Dr. Lem reminded me that the ocean is one large sink for human garbage and a host of chemicals from antibiotics to pesticides, and so it is not surprising that marine mammals are put in harm’s way as well. A paper read in the conference by chemist J. L. Bondoc talked about the human “cocktail of chemicals” that gets into the sea and affects marine mammals. She showed slides of the animals’ damaged livers, which were correlated with high levels of toxic chemicals.
Vet med
My first degree was in veterinary medicine. I was trained to treat dogs and cats, cows, pigs and horses, even carabaos—all mammals—plus a few birds, mainly chickens. When I got to Vigan, the first person I was introduced to was Dr. Nestor Domenden, the director of the Bureau of Fisheries and Aquatic Resources (BFAR) in the Ilocos. The bureau was coordinating much of the work with the PMMSN, and had taken care of organizing logistics for the conference. It made sense that the BFAR was taking care of dolphins and whales.
I then met veterinarians, and more veterinarians, and then it hit me. Back in vet school—still in UP Diliman at that time—we had an informal boundary: Our college took care of mammals and our next door neighbor, the College of Fisheries, took care of, well, fish. In Vigan, I realized that vets are taking on an expanded list of potential patients—still mammals, but those found in the sea.
I’m signing up with the PMMSN and hoping to join one of its future training workshops, in part to show that senior citizens can still pick up new causes and skills. But really, this is just a continuation of my older advocacies. I’ve worked on environmental causes for many years, and in public health, so this isn’t something completely new. The vet skills will need some honing; I just had to ask them where one extracts blood from a dolphin (answer: a vein on the caudal or tail fin).
It’s my anthropology side that is most stimulated by the PMMSN activities. I delivered a paper in Vigan talking about how humans’ ability to care for other species—even willing to risk life and limb for them—is what adds to our definitions of humanity. Caring for dogs and cats is one thing; taking another step to care about dolphins and whales is a bit more difficult. But it’s happening.
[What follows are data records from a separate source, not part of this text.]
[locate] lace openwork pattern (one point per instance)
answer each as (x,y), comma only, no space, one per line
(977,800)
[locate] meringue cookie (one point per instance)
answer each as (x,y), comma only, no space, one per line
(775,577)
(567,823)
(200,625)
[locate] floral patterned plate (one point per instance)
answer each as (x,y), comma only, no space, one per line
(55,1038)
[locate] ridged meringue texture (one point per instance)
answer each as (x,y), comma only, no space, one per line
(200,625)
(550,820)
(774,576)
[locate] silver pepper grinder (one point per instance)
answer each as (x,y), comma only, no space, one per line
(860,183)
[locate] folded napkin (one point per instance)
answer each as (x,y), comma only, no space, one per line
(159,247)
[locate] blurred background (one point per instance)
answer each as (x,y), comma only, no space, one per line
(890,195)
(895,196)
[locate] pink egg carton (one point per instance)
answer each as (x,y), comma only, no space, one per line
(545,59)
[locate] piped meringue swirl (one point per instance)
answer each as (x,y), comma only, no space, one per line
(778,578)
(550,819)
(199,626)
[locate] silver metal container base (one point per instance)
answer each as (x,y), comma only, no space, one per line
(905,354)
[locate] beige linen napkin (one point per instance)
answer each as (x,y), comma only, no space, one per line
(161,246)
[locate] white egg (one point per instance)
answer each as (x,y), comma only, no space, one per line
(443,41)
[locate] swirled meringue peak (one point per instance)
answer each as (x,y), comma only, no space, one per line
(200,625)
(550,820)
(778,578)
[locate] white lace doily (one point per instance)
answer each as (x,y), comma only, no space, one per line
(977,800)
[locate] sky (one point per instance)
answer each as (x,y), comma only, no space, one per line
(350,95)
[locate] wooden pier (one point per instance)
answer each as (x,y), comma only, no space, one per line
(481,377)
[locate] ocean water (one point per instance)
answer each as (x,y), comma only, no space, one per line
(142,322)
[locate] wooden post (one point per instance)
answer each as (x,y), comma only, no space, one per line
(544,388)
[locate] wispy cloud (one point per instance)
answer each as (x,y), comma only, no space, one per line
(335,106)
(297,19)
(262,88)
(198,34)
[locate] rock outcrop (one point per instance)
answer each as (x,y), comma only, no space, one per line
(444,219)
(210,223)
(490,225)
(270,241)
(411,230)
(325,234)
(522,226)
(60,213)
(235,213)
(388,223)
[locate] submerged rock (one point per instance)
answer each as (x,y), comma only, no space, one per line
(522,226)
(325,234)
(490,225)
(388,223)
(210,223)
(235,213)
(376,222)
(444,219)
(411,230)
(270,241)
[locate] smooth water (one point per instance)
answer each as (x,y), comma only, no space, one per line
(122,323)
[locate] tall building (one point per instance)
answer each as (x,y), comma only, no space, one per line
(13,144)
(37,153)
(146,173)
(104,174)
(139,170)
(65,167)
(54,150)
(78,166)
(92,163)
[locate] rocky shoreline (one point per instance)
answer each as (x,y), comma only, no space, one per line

In scientific conferences we usually find ourselves emotionally detached, dealing mainly with graphs and statistics. But the PMMSN conference was different: The papers tugged at our hearts’ strings, for example, when slides of butchered marine mammals were presented.
It was also encouraging to hear about how government patrols in the Ilocos had decreased dynamite fishing, which seems to have led as well to a decrease in the stranding of marine mammals. I was also touched to see a marine ambulance they had built, which the PMMSN hopes to replicate for the other regions. There are volunteers now all the way to Tawi-tawi.
I intend to write more about the PMMSN in the future. Interested in helping out? Do visit pmmsn.org.
Meanwhile, think hard about our garbage and how it might kill dolphins like Hero. It’s not just plastic bags and wrappers. The weekend after Vigan, one of my daughters wanted to buy balloons and I had to gently tell her what one of the vets had told me: The balloons don’t end up in heaven; some come back to the earth, others into the sea. I bought her a balloon anyway, and our day ended with the balloon safely inside the house.